The new law aims to convert these annual reserves into stocks and bonds, that can be bought by pension funds. At present, most employers do not put the annual TFR into special reserves, but use it as a cheap way to finance themselves. So, if they had to give it up, they would have to raise funds in other ways, either through bank debts ( which is much more expensive than the TFR or through the financial market (that Italian companies are not very familiar with).
Since securitisation of the TFR is not compulsory, both companies and employees would have to agree. Employees might think that their TFR invested in a pension fund would perform better than the current 3%.

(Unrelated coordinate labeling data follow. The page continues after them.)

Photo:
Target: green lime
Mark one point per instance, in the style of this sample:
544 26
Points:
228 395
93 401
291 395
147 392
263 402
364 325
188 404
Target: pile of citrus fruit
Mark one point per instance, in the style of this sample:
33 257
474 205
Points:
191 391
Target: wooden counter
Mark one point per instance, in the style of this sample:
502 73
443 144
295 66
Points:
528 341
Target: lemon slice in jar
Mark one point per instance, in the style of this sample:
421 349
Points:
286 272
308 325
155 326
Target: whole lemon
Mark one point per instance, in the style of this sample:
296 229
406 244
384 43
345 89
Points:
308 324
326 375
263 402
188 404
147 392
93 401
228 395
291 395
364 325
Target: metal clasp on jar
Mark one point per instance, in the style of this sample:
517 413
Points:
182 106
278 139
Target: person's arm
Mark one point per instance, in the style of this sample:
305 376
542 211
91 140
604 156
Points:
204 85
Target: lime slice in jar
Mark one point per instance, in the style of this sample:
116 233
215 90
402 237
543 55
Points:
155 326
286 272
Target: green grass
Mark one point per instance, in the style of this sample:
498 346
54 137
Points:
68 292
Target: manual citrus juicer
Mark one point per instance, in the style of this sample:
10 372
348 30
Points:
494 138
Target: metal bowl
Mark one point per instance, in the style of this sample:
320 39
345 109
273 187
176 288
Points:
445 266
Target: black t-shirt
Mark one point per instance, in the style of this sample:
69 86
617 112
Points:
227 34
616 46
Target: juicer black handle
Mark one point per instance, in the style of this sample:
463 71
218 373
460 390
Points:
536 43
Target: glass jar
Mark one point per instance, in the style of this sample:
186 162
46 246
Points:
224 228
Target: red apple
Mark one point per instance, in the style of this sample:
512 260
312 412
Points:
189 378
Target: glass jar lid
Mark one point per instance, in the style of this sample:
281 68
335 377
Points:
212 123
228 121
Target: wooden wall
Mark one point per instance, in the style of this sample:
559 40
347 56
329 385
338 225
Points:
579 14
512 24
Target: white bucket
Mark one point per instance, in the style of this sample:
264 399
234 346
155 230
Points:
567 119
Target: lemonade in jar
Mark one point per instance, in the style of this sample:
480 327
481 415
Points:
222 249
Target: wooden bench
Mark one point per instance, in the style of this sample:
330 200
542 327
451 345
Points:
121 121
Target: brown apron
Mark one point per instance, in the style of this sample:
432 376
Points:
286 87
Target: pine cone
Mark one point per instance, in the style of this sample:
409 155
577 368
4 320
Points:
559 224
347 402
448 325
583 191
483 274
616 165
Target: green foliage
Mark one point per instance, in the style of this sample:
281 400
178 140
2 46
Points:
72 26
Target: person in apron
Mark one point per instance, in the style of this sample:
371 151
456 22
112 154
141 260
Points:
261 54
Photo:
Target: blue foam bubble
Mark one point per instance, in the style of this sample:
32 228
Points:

There are different ways for such securitisation to happen. If listed, the company can increase its capital by issuing shares or bonds in favour of its employees' pension fund; if it's listed, but declares it will be in two years, it can issue convertible bonds, again in favour of its employees' pension fund; if it's not listed, but allow a ‘qualified financial operator’ acquire at least 10% of its capital , it can issue convertible or cum warrant bonds; if the company is not listed and has less than 50 employees , it can transfer cash from TFR to the pension fund.
Pension fund’ money managers would have to accept the securities offered by the companies, something that currently is not likely to happen: most fund managers think that the new fiscal incentives are not attractive enough to bother about TFR securitisation.
After the law was approved, there were proposals to abolish TFR by transforming it into salary an giving fiscal benefits to employees who voluntarily invest it into their pension funds.